Comparing Testing approaches under Non-Proportional Hazards.
1. Weighted Log-rank test(WLRT).
- Peto-Peto .
- Modified Peto-Peto.
- Tarone-ware.
- Gehan-Breslow/ Wilcoxon.
- Fleming-Harrington.
2. Modestly Weighted Log-rank test.
- Unstratified
- Stratified
3. Max Combo test.
- Unstratified
- Stratified
Note on the Use of Custom R Functions:
The survminer package can be used to perform the Peto–Peto, modified Peto–Peto, Tarone–Ware, and Gehan–Breslow/Wilcoxon tests. However, its functionality is limited to generating p-values and does not provide the corresponding test statistics.
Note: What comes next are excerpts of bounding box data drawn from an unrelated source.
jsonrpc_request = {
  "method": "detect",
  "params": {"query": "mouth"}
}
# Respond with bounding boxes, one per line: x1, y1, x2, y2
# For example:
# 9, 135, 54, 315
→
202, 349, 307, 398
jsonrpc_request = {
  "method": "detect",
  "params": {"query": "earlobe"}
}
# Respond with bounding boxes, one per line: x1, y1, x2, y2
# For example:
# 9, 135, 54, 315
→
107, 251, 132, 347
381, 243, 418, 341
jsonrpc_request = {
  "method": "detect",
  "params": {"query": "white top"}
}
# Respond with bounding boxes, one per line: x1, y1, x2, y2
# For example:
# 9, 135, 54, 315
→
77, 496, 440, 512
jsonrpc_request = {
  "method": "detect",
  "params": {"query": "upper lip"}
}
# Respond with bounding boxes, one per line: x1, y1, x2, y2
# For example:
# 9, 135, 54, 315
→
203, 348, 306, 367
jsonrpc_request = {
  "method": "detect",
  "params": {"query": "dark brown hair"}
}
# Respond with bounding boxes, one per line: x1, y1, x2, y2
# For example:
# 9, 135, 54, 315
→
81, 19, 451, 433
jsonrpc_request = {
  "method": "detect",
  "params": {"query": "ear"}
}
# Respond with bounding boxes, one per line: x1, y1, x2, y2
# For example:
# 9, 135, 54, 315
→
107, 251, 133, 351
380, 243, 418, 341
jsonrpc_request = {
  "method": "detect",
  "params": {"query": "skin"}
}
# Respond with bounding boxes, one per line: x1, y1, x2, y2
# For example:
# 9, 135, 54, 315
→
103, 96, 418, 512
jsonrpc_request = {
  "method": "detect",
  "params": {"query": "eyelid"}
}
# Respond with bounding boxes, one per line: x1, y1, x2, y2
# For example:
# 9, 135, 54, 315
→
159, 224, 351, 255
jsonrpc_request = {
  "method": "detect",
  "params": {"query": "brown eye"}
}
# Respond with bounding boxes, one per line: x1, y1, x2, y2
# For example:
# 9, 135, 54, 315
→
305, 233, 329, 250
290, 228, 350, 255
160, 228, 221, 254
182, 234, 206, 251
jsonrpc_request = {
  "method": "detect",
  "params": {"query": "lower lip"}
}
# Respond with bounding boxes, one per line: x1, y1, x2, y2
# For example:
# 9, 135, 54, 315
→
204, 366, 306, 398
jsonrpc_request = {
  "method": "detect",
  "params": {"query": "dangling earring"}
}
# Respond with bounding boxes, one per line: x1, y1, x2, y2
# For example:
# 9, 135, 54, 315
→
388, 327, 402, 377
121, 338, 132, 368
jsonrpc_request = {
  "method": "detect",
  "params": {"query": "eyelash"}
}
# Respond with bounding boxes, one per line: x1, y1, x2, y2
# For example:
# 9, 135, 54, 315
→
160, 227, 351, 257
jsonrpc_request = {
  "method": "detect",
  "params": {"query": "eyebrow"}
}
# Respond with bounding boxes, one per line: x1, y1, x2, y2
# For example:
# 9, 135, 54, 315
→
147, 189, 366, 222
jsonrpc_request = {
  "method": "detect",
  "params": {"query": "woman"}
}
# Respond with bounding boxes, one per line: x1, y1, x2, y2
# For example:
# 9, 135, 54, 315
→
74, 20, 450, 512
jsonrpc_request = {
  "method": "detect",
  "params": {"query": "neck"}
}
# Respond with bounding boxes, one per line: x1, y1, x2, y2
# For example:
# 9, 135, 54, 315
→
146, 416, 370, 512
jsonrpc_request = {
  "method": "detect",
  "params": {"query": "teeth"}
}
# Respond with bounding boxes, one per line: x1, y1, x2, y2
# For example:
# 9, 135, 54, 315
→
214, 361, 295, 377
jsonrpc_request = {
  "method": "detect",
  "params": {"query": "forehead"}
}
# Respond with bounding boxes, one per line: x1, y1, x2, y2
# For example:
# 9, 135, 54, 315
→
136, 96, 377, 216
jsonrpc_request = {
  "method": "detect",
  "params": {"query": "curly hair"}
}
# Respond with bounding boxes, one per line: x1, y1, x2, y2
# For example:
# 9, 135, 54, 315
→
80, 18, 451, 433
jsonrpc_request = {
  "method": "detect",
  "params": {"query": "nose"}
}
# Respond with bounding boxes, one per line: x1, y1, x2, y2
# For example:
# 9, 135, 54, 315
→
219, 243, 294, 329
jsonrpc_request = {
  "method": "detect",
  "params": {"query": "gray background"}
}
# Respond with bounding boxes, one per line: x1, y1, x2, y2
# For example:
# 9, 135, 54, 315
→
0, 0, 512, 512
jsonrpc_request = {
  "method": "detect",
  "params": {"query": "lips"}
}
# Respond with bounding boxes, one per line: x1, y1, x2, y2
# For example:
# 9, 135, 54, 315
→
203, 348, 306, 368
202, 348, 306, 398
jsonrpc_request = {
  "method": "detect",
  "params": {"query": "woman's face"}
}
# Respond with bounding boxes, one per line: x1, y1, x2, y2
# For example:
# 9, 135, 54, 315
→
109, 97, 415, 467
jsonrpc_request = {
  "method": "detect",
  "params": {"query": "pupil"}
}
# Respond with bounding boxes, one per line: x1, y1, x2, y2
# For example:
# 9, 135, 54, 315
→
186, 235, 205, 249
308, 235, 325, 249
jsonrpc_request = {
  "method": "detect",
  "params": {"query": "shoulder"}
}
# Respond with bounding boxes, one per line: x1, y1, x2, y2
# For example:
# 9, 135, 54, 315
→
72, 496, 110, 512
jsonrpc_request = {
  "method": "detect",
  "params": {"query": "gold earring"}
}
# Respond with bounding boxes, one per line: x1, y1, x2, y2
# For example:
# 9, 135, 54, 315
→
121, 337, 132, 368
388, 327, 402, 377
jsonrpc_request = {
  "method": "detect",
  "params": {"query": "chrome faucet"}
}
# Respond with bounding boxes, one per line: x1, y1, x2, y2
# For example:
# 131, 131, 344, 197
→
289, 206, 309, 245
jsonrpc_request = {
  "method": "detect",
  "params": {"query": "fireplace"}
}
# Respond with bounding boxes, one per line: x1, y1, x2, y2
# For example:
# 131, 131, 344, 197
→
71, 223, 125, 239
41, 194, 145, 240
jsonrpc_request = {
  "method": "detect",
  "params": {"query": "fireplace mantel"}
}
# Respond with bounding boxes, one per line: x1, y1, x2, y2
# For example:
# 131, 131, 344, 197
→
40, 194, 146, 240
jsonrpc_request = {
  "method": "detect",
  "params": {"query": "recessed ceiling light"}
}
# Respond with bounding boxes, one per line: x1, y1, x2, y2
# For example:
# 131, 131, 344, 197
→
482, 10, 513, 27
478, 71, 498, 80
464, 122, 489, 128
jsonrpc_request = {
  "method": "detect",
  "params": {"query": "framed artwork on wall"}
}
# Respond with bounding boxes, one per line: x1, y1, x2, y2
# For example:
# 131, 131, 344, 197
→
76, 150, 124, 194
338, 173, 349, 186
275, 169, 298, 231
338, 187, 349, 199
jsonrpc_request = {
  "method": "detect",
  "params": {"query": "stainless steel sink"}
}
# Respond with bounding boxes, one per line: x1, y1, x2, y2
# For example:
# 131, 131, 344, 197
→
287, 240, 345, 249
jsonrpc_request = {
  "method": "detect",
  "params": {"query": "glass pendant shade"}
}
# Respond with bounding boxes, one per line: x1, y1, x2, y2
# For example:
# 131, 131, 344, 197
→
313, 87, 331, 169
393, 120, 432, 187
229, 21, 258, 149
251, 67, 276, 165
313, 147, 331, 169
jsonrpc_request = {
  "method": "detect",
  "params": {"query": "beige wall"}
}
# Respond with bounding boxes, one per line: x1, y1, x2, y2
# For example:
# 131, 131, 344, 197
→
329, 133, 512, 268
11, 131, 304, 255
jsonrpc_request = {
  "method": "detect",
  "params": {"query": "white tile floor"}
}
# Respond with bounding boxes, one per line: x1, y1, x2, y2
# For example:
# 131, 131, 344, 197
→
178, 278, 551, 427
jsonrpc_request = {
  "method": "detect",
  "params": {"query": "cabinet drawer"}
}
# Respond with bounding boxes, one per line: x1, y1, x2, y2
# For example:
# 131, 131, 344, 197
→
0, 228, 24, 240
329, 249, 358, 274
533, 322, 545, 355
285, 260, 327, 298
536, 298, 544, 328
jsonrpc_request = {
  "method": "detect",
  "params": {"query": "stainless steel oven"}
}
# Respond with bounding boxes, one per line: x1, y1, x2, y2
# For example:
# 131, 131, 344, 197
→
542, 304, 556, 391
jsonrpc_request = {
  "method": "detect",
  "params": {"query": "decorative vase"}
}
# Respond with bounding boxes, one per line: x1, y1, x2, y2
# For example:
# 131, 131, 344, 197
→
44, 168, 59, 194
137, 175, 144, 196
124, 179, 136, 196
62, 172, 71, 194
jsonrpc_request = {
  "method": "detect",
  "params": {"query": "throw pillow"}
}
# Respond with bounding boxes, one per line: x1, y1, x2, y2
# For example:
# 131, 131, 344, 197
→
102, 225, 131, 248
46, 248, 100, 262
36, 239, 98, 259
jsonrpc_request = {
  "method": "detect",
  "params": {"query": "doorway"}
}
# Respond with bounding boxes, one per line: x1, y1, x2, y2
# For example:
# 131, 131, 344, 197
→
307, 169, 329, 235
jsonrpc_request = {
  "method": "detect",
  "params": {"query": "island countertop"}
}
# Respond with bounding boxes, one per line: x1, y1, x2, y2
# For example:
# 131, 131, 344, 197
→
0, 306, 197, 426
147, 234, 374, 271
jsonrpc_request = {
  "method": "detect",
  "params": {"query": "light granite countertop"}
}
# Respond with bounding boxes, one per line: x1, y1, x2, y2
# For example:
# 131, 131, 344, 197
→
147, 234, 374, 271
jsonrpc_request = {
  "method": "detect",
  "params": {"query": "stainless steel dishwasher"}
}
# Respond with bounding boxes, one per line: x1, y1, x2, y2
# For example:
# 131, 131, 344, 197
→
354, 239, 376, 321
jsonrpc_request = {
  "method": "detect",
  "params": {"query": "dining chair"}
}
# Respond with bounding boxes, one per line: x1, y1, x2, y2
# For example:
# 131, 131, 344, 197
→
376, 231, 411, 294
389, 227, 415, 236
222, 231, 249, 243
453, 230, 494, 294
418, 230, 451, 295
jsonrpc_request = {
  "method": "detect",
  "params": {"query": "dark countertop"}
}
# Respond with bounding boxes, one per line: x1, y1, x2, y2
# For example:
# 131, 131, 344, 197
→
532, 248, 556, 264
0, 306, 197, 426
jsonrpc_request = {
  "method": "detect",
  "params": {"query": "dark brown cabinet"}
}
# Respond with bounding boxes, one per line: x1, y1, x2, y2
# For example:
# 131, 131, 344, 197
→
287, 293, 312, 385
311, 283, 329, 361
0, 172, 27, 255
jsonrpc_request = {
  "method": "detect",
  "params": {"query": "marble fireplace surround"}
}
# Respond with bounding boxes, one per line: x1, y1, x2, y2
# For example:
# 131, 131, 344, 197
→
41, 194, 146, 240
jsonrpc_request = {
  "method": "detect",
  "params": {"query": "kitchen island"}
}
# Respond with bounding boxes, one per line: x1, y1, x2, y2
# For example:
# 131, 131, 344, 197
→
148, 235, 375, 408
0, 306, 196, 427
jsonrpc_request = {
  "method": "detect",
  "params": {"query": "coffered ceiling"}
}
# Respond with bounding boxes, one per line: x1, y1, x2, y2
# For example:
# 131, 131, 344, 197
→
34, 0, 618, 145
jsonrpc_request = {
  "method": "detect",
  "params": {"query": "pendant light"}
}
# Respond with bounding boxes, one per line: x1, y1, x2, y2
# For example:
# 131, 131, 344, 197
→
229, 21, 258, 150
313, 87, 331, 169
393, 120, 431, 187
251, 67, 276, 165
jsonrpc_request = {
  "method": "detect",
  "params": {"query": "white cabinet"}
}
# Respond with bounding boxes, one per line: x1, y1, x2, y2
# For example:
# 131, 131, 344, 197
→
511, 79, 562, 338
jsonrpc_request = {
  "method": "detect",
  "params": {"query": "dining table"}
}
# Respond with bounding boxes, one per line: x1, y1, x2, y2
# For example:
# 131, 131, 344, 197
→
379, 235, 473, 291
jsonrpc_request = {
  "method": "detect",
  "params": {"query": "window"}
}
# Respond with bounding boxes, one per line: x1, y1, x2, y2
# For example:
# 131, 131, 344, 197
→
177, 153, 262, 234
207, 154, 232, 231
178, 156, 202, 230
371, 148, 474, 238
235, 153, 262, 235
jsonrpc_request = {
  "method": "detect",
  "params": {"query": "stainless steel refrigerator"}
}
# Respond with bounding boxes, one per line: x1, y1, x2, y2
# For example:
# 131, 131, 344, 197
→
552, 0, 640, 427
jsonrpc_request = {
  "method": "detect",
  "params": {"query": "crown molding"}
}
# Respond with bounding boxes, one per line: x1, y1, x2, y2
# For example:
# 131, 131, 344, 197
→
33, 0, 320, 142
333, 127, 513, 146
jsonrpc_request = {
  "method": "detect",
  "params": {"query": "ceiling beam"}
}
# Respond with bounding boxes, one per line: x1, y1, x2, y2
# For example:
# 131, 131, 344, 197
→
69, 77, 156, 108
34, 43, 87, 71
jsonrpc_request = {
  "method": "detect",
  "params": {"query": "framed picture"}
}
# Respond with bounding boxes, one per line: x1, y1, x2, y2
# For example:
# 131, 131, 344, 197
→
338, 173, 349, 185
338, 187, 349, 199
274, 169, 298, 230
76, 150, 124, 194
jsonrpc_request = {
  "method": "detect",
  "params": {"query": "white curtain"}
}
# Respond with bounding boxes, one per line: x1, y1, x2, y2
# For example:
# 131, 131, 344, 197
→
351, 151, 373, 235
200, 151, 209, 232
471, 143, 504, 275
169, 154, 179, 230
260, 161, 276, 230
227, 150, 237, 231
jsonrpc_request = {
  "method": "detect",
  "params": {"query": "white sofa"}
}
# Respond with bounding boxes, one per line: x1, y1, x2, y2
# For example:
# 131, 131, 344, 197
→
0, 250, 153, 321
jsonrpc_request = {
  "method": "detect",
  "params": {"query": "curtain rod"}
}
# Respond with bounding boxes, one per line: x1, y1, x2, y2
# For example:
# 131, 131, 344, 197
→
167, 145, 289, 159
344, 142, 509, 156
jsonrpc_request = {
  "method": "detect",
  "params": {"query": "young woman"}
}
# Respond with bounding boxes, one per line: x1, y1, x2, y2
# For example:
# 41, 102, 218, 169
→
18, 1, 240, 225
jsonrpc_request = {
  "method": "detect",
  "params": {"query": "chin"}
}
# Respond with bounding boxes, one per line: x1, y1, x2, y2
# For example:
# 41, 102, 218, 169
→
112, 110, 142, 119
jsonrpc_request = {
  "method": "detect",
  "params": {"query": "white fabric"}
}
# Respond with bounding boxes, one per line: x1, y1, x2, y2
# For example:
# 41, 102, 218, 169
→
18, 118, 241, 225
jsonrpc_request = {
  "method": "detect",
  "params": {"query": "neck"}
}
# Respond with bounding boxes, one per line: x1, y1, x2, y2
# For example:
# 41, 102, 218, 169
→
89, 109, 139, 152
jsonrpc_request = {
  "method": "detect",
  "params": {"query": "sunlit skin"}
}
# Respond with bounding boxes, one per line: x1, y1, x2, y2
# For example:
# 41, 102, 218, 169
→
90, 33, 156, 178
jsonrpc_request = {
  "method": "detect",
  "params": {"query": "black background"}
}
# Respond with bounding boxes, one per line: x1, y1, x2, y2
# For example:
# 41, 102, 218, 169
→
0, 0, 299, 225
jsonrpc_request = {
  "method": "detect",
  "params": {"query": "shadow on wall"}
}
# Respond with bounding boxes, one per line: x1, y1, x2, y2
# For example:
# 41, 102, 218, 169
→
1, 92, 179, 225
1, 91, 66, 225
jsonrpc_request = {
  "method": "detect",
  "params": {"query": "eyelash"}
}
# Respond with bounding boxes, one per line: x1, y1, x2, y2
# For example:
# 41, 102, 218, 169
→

The custom R function from Kassambara’s GitHub repository can be used to perform these tests. This function internally implements weighted log-rank tests and supports the log-rank, Gehan–Breslow, Tarone–Ware, Peto–Peto, modified Peto–Peto, and Fleming–Harrington tests. The custom function reproduces functionality previously available through survMisc::comp(), which is no longer available on CRAN. The custom functions used to perform each test, as presented in the R document, were derived from this GitHub-based implementation. Only the sections relevant to pairwise comparisons were retained, since the original custom function also supports k-group comparisons.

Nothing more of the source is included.